Many blogs already address the topic. In fact, existing books and complete chapters within books are dedicated to the idea and defining the term.
For example, in her blog, “What is Bad Data and its Side-Effects,” Mahak Vasudev defines bad data as “Dirty Data” and “information that can be erroneous, misleading and without general formatting.” And, in his "Bad Data Handbook," author Q. Ethan McCallum devotes the entire first chapter to the task of defining bad data, which he purports isn’t an easy one.
McCallum states: “It’s tough to nail down a precise definition of “Bad Data.” Some people consider it a purely hands-on, technical phenomenon: missing values, malformed records and cranky file formats. Sure, that’s part of the picture, but Bad Data is so much more. It includes data that eats up your time, causes you to stay late at the office, drives you to tear out your hair in frustration. It’s data that you can’t access, data that you had and then lost, data that’s not the same today as it was yesterday…”
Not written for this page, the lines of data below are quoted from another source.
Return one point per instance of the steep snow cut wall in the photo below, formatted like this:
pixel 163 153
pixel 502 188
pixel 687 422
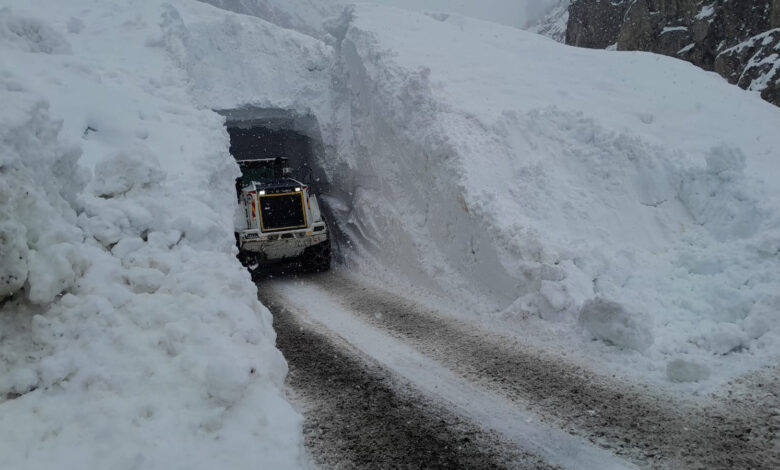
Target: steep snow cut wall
pixel 475 161
pixel 130 336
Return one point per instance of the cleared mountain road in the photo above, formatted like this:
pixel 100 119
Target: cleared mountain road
pixel 386 382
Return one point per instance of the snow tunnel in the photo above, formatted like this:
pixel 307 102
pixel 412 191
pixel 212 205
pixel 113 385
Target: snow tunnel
pixel 274 132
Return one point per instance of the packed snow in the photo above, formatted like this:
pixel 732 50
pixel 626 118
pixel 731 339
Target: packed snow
pixel 130 336
pixel 621 206
pixel 529 180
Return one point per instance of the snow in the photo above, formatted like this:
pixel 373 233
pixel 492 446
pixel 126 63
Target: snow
pixel 130 336
pixel 669 29
pixel 475 163
pixel 610 322
pixel 524 181
pixel 680 370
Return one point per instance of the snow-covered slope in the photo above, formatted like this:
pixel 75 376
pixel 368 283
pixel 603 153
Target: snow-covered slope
pixel 623 196
pixel 130 336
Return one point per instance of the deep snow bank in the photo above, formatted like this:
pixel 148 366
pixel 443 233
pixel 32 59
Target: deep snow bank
pixel 538 177
pixel 130 337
Many technology organizations today who are attempting to define what constitutes bad data are doing so within the broader contexts of big data, data management and data quality, are communicating warnings about bad data and its associated costs and are coming to the market with new IT solutions, designed to help organizations reign in their bad data and realize the full value of their organizational data.
Though the marketplace is full of messages about the pitfalls of organizational bad data, some, like Roger M. Stein, have posed that bad data can sometimes lead to good decisions.
Regardless of whether data is defined as big, good, bad or ugly, how often do you consider the good and bad uses and applications of data?
The hashtag #DataForGood has been trending lately with wonderful examples of how big data is being analyzed and used for the greater good. It may be somewhat unpopular to consider, but what about the ways in which data is being analyzed and used for less than above board reasons?
In his blog, “The Duality of Big Data: The Angel and the Demon,” Daniel Riedel addresses the yin and yang nature of big data and cites several examples of how data can be used for good contributions to society at large as well as for corrupt purposes, including fraud by individuals and governments around the world.
If you haven’t been thinking about the potential bad and good applications of big data, maybe you should – especially since you’re likely generating your own personal, steady stream of data into the ocean of big data. As stated in this video promo about journalist Rick Smolan’s "The Human Face of Big Data" book:
“Our smart devices are turning each of us into human sensors. We now leave a trail of digital exhaust, a perpetual stream of texts, location data and other information that will live on forever. But who owns the data we generate? Who profits from it? And, why are governments and corporations the only ones thinking about the impact of big data?”
As we move into the future, you may want to give big data and its applications deeper personal thought and consideration. For now, which hashtag do you gravitate towards? #DataForGood, #DataForBad or both?